On 6-Sep-07, at 12:13 PM, Yonik Seeley wrote:
On 9/6/07, Brian Carmalt <[EMAIL PROTECTED]> wrote:
Try it with title.encode('utf-8').
As in: kw =
{'id':'12','title':title.encode
('utf-8'),'system':'plone','url':'http://www.google.de'}
It seems like the client library should be responsible for encoding,
not the user.
So try changing
title="Übersicht"
into a unicode string via
title=u"Übersicht"
And that should hopefully get your test program working.
If it doesn't it's probably a solr.py bug and should be fixed there.

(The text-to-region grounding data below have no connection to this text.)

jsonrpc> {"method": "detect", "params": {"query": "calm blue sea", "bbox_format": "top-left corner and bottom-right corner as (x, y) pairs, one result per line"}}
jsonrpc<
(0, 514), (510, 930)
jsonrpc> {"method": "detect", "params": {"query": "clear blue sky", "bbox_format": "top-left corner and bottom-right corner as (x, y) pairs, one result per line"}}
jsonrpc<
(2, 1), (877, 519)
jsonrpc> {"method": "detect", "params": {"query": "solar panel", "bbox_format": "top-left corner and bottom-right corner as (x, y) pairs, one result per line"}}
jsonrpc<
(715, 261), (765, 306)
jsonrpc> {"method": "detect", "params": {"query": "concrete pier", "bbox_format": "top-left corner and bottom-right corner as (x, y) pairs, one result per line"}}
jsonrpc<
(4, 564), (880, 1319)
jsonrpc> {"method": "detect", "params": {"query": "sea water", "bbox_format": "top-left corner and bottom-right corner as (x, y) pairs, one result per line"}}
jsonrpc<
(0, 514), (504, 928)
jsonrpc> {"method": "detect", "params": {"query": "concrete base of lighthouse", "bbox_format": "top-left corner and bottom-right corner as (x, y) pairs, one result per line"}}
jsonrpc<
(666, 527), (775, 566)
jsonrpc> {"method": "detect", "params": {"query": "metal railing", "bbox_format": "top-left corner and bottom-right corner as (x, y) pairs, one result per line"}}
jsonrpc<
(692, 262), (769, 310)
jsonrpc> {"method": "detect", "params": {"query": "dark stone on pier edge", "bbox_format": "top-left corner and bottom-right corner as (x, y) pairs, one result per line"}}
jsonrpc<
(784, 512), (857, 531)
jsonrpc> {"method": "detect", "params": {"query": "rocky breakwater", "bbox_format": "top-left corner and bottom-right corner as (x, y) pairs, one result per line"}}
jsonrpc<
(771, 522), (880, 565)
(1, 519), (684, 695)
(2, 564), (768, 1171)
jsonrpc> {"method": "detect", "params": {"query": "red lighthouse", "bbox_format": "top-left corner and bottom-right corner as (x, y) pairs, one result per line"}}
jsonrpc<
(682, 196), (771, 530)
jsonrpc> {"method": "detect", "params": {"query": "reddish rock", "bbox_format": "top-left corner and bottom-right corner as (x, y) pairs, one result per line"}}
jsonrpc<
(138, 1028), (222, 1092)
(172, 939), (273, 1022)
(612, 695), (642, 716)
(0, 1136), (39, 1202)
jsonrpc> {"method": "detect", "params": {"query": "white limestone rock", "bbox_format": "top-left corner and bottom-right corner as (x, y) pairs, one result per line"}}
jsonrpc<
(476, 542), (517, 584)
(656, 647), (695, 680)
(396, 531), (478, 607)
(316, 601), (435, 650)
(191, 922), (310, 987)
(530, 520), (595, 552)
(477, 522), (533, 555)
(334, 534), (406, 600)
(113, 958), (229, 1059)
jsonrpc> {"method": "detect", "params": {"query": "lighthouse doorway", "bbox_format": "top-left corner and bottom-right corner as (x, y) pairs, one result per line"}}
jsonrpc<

It may or may not, depending on the vagaries of the encoding in his
text editor.
What python gets when you enter u'é' is the byte sequence
corresponding to the encoding of your editor. For instance, my
terminal is set to utf-8 and when I type in é it is equivalent to
entering the bytes C3 A9:
In [5]: 'é'
Out[5]: '\xc3\xa9'
Prepending u does not work, because you are telling python that you
want these two bytes as unicode characters. Note that this could be
fixed by setting python's default encoding to match.
In [1]: u'é'
Out[1]: u'\xc3\xa9'
In [11]: print u'é'
é
The proper thing to do is to interpret the byte sequence given the
proper encoding:
'é'.decode('utf-8')
Out[3]: u'\xe9'
or enter the desired unicode character directly:
>>> u'\u00e9'
u'\xe9'
>>> print u'\u00e9'
é
This is less complicated in the usual case of reading data from a
file, because the encoding should be known (terminal encoding issues
are much trickier). Use codecs.open() to get a unicode-output text
stream.
-Mike